Last year I went back to New Zealand to celebrate her 100th birthday. On the day of her party she walked into a hall with nearly 100 friends and family gathered to celebrate her birthday. She came in neatly dressed, wearing a small heel (I can hardly remember her not wearing a heel) and using only a Zimmer frame for assistance. That moment is one of my enduring memories of her.
When I moved from New Zealand to the United Kingdom I brought with me the possibility of three nightmares coming true while I was in the UK. One of these nightmares was Grandma passing away.
I fully acknowledged that it was an irrational nightmare. Realistically, scientifically, I knew that the event was more than a possibility. But it was Grandma and the irrefutable fact was that my heart ruled my head in this case. Grandma had always been there and it felt like she would always be there. She was the oldest living being I knew; it seemed unbelievable that Death could ever catch her now.
Grandma passed away in February this year. I met it with a deep sense of loss. Her passing initiated a very intense period of introspection and at times a feeling of suffocating isolation. It’s no coincidence that my posts become none existent from February till May. I wasn’t ‘feeling’ writing and I don’t like to post just for the sake of posting something.
During this period I learnt the importance of being there to say goodbye when someone passes away. I learnt this painfully because I haven’t been there to say goodbye. As a result her passing doesn’t yet feel very real. When I can next get back to New Zealand, I’ll visit her grave and say goodbye. If I’m lucky my conscious and subconscious mind might let it feel real and allow me to say goodbye earlier.
The smell of the sea instantly evokes Otaki, the House and Grandma. It’s an involuntary sensory reaction. The smell, place and person are irrevocably linked for me.

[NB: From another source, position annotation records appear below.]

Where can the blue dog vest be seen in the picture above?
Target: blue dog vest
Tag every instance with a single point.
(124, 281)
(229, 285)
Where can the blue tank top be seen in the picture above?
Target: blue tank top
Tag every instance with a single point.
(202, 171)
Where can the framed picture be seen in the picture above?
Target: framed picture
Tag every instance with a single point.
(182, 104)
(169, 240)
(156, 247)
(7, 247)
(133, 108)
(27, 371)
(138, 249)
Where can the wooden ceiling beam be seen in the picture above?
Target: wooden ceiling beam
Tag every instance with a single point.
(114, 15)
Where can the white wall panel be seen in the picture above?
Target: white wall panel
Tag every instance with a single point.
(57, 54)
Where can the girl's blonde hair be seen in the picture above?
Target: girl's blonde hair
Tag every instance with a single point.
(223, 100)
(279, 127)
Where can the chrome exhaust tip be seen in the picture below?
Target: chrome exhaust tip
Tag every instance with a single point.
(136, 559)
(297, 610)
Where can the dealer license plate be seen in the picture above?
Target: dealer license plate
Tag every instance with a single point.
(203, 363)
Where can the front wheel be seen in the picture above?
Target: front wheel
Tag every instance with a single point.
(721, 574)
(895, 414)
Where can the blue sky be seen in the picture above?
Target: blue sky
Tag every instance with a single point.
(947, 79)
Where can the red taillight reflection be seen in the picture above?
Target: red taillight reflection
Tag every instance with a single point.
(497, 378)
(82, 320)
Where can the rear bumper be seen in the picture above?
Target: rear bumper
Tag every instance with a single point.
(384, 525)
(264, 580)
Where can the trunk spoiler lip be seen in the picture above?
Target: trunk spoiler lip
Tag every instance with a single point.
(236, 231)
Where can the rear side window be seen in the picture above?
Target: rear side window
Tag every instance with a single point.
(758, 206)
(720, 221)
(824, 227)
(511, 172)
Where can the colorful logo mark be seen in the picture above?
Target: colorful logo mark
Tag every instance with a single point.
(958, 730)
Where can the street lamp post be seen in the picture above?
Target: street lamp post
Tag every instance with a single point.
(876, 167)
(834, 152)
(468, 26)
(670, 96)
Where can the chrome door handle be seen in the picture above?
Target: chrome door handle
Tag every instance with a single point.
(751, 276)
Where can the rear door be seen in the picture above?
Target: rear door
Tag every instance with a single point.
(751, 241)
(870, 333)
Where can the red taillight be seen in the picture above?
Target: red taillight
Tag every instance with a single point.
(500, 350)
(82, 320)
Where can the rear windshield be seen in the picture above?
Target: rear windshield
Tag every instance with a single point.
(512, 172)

Saturday August 18 would have been Grandma’s 101st birthday. I knew in the weeks leading up to that date that I wanted to be somewhere, anywhere but London. I wanted to be somewhere new where I was the only person that I knew upon entering the town. I wanted to be near the coast and smell the sea. I wanted that time to reflect and maybe have the opportunity to heal a little bit. In the end fortune smiled favourably upon me and Saturday afternoon found me on a beach writing the draft of this post, discretely wiping away the tears while I wrote. To the casual observer I might have looked a little bit mad but I didn’t care. I was trying, in my own little way, to honour how important Grandma had been in my life. I was also healing a little bit and that felt wonderful.